YMO
YMO

Reputation: 51

How to conditionally add another filter to a query in Firebase Firestore using swift?

I'm working on a project using Google firebase firestore. I wanna implement a filter on my search for users. Imagine the search for only active users with a checkbox which users can select.

let db = Firestore.firestore()
let reference = db.collection("users").limit(to: 20)
//FILTER
if showOnlyActiveUsersBtn.isSelected {
    reference.whereField("active", isEqualTo: true)
}
reference.getDocuments(completion: {(querySnapshot, error) in
    .....
})

I expected this would return the result with only users who have the field "active: true", however, it returned the same list as the query without the filter... if I write like:

let db = Firestore.firestore()
let reference = db.collection("users").limit(to: 20).whereField("active", isEqualTo: true)
reference.getDocuments(completion: {(querySnapshot, error) in
    .....
})

It returns the result I expected first. I don't have any idea why my filter doesn't work. How can I add logical "AND" condition with user-friendly way?

Upvotes: 1

Views: 1979

Answers (1)

Doug Stevenson
Doug Stevenson

Reputation: 317828

Firestore Query objects are immutable, meaning that they can never be modified after they are created.
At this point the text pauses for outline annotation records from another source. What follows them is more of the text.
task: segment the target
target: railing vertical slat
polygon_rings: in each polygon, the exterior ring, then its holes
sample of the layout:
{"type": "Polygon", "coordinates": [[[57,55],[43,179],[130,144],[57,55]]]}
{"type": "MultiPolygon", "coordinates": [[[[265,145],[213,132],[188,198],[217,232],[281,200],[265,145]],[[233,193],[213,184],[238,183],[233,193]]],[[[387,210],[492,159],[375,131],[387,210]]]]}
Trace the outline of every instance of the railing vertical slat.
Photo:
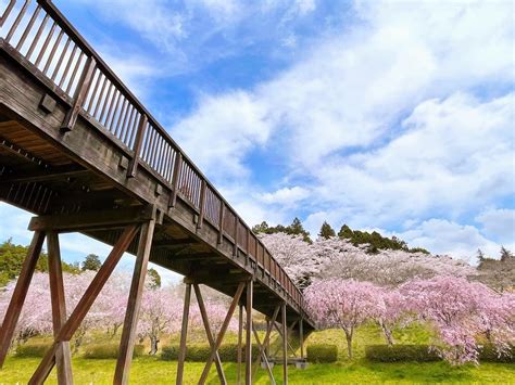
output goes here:
{"type": "MultiPolygon", "coordinates": [[[[25,0],[22,9],[20,10],[20,13],[17,14],[13,25],[11,26],[11,29],[9,29],[9,33],[8,35],[5,36],[5,41],[7,42],[10,42],[14,33],[16,31],[17,29],[17,26],[20,25],[20,22],[22,21],[23,16],[25,15],[25,12],[27,12],[27,7],[28,4],[30,4],[30,0],[25,0]]],[[[4,22],[4,21],[2,21],[4,22]]]]}
{"type": "Polygon", "coordinates": [[[45,42],[41,47],[41,50],[39,51],[38,57],[36,59],[36,62],[34,63],[36,67],[39,66],[39,63],[41,63],[41,60],[45,53],[47,52],[48,44],[50,43],[50,40],[52,40],[53,33],[55,31],[55,26],[56,24],[55,22],[53,22],[52,26],[50,27],[50,30],[48,31],[47,38],[45,39],[45,42]]]}
{"type": "Polygon", "coordinates": [[[55,64],[55,68],[53,69],[53,74],[50,77],[50,79],[52,79],[52,81],[55,81],[55,76],[58,76],[59,68],[61,67],[61,63],[64,60],[64,56],[65,56],[66,51],[67,51],[68,46],[70,46],[70,41],[71,41],[70,36],[66,36],[66,42],[64,43],[63,52],[61,52],[61,56],[59,56],[58,64],[55,64]]]}
{"type": "Polygon", "coordinates": [[[17,44],[16,44],[16,51],[21,51],[23,44],[25,43],[25,40],[27,39],[28,34],[30,33],[30,29],[33,29],[34,22],[36,22],[36,18],[39,15],[39,12],[41,11],[41,7],[38,5],[34,10],[33,16],[30,17],[30,21],[28,22],[27,26],[25,27],[25,30],[22,34],[22,37],[20,38],[17,44]]]}
{"type": "Polygon", "coordinates": [[[3,14],[2,14],[2,18],[0,21],[0,28],[3,27],[3,24],[5,23],[5,20],[9,17],[9,15],[11,14],[11,11],[13,10],[13,7],[14,4],[16,3],[16,0],[11,0],[9,2],[9,5],[8,8],[5,9],[5,11],[3,11],[3,14]]]}
{"type": "Polygon", "coordinates": [[[141,150],[141,143],[143,142],[145,130],[147,129],[147,115],[141,114],[138,132],[136,133],[136,141],[133,147],[133,159],[130,161],[129,167],[127,169],[127,178],[134,178],[136,176],[136,169],[139,164],[139,152],[141,150]]]}
{"type": "Polygon", "coordinates": [[[36,33],[36,36],[34,37],[33,43],[28,48],[27,54],[25,55],[25,57],[27,57],[28,60],[30,60],[30,56],[34,52],[34,49],[37,46],[37,43],[39,41],[39,38],[41,37],[41,34],[42,34],[45,27],[47,26],[48,17],[49,17],[48,14],[46,14],[42,22],[41,22],[41,24],[39,25],[39,28],[38,28],[38,31],[36,33]]]}
{"type": "Polygon", "coordinates": [[[53,55],[55,54],[55,51],[58,50],[59,43],[61,42],[61,39],[63,38],[64,30],[60,30],[58,38],[55,39],[55,42],[53,43],[52,50],[50,51],[50,54],[48,55],[47,63],[45,64],[43,68],[43,74],[47,75],[48,69],[50,68],[50,65],[52,64],[53,61],[53,55]]]}
{"type": "Polygon", "coordinates": [[[61,126],[62,130],[70,131],[75,126],[78,113],[80,111],[80,106],[84,104],[86,95],[89,92],[89,87],[91,85],[96,66],[97,62],[95,61],[95,59],[88,57],[88,60],[86,61],[86,65],[83,68],[83,75],[80,76],[80,79],[77,84],[77,88],[75,89],[73,106],[66,113],[66,116],[64,117],[63,124],[61,126]]]}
In your code, you aren't remembering the new query you built with whereField. Instead, you need to build a new Query object on top of an existing query, and remember the new one:

let db = Firestore.firestore()
var reference = db.collection("users").limit(to: 20)
if showOnlyActiveUsersBtn.isSelected {
    // build a new query using the old query, reassign to reference
    reference = reference.whereField("active", isEqualTo: true)
}
reference.getDocuments(completion: {(querySnapshot, error) in
    .....
})

If you don't like using var instead of let, I'm sure you can find a way to rework this sample. In any event, you will need to remember the new query returned by whereField, and use that to call getDocuments.